Le mardi 24 mai 2016 est une date historique pour les chefs de cuisine. Pour la première fois et c’est inédit des restaurateurs ont été invités par Come de Chérisey, directeur du Guide Gault Millau à venir échanger avec Emmanuel Macron, Ministre de l’Économie, de l’Industrie et du Numérique, au cours d’un diner servi à Bercy.

Tour de table de la situation conjoncturelle, présentation des jeunes chefs restaurateurs-entrepreneurs, bénéficiaires de la dotation Gault-Millau et conclusion portée par le ministre.

Les aspects positifs

« C’est un immense honneur que d’avoir été choisi et invité par Côme de Chérisey et Marie-Laure Jarry à Bercy », reconnaît Julien Binz qui vient d’ouvrir son restaurant éponyme à Ammerschwihr (68) en décembre 2015.
« C’est un privilège d’avoir pu diner à Bercy et d’avoir rencontré le Ministre, soucieux d’entendre ce qui freine notre investissement et notre développement. Evidemment notre profession souffre, la conjoncture n’est pas au beau fixe, mais dans l’ensemble, j’ai souligné à quel point nous étions satisfaits de notre démarrage et de la chance d’avoir pu bénéficier de la dotation Gault Millau. Contrairement à d’autres récipiendaires, elle ne fut pas décisive pour l’obtention du crédit.

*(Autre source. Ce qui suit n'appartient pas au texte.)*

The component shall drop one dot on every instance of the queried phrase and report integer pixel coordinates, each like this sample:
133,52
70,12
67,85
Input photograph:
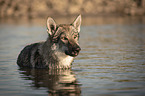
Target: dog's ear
77,23
51,26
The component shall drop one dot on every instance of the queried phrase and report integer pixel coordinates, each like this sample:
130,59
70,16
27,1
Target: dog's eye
75,37
64,38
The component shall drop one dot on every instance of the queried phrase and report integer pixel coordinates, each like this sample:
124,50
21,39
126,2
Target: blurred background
112,39
44,8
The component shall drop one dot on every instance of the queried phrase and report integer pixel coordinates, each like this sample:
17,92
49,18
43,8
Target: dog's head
66,36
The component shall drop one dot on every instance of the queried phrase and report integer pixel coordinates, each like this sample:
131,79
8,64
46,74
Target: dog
58,51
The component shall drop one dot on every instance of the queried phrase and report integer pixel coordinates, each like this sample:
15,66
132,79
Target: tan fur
57,51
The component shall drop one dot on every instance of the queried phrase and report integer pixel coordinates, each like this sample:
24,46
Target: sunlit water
111,62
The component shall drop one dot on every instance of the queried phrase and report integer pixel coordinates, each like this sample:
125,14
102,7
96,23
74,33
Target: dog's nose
78,49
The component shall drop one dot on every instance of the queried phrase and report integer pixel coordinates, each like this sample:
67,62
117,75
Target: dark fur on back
26,54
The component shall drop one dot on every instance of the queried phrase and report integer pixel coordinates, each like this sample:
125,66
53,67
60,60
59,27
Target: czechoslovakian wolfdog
58,51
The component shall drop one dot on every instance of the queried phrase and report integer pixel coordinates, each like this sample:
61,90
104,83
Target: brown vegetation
43,8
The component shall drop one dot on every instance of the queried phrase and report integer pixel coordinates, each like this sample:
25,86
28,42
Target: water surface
111,62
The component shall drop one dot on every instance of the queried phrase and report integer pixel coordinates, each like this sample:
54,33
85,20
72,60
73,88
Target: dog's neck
54,57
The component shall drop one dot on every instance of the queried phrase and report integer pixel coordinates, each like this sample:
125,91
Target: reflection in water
58,82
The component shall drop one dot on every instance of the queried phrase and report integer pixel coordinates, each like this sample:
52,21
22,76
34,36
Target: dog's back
30,57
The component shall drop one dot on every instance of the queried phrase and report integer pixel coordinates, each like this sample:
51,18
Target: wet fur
51,53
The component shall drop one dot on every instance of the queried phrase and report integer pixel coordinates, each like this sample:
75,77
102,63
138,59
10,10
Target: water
111,62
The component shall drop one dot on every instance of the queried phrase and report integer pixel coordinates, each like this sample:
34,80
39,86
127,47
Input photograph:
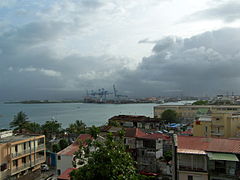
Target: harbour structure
20,154
104,96
189,112
225,125
207,158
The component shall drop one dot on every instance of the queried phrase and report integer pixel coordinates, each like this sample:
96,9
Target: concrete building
150,149
142,122
191,111
20,154
65,157
203,158
225,125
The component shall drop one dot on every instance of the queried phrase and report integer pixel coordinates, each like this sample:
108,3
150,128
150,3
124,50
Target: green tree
56,148
94,131
169,116
167,156
63,144
33,127
19,122
51,128
200,102
109,161
77,128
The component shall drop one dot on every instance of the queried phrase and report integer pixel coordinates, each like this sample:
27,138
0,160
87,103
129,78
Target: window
15,163
24,160
16,148
59,171
3,167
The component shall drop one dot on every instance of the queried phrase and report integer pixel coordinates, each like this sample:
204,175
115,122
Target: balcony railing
20,168
4,174
26,151
39,160
40,147
189,168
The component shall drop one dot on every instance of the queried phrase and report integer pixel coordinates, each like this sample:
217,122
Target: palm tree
33,127
94,131
77,128
19,122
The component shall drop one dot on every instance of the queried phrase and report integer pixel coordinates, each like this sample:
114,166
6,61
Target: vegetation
63,144
94,131
77,128
169,116
200,102
167,156
109,161
19,122
33,127
51,128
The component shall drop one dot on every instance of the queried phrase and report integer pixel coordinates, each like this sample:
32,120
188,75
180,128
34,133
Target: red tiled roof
71,149
134,132
209,144
132,118
187,132
65,174
155,136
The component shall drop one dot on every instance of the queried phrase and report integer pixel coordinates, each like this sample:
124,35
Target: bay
66,113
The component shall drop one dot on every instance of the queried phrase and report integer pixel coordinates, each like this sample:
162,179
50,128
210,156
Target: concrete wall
64,163
183,175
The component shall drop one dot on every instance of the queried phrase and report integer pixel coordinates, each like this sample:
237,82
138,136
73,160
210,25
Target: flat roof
16,138
200,106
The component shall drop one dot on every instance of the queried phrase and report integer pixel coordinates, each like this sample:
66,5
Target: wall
183,175
64,163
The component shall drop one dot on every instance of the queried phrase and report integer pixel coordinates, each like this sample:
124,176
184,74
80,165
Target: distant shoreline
72,101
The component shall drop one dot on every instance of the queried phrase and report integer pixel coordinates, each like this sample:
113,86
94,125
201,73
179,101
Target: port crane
101,94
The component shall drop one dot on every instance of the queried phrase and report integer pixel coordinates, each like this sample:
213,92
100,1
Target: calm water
91,114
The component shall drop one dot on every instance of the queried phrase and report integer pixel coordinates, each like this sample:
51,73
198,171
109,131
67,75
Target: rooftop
132,118
65,174
134,132
71,149
16,138
156,136
209,144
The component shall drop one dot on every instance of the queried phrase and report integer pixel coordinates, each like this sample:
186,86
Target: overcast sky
58,49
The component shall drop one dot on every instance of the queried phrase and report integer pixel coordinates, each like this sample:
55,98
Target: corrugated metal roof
191,151
222,156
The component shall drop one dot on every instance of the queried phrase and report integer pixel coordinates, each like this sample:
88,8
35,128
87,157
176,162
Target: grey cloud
205,63
228,11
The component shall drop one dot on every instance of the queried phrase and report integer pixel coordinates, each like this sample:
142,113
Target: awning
222,156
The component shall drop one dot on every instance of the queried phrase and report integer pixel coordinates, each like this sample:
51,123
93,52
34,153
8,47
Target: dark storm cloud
30,69
204,64
228,11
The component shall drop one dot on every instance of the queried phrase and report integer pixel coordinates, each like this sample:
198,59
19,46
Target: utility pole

Nous avons rencontré un banquier réactif, compétitif, qui nous a apporté sa confiance, un taux et des conditions défiant toute concurrence . Les avantages financiers de la dotation, estimés entre 25 et 30.000€, avec parfois de la marchandise offerte et revendue, sont une aide précieuse et constitue une bouffée d’oxygène dans la trésorerie. De même la visibilité médiatique dont nous avons profité est importante. Dès l’ouverture, nous avons eu la chance que les médias régionaux se penchent sur notre berceau ; les dna,l’Alsace, l’hôtellerie-restauration, le Chefmagazine, France 3 Alsace venu faire un reportage le jour de l’ouverture, grain de sel de NicolasRieffel. Puis, le guide nous a proposé d’organiser chez nous, le GaultMillau Tour Grand Est alors que nous étions une jeune structure pas tout à fait rodée. Ils nous ont une nouvelle fois fait confiance. Ce nouveau coup de projecteur nous a fait connaitre auprès d’une clientèle tout comme ce 4ème prix remis (technique d’Excellence) et la 3ème toque.
Le Ministre a rencontré 10 restaurateurs sélectionnés par Gault Millau ©SandrineKauffer

Il y a 20 ans, j’étais “apprenti cuisinier”, aujourd’hui je suis un “apprenti-restaurateur”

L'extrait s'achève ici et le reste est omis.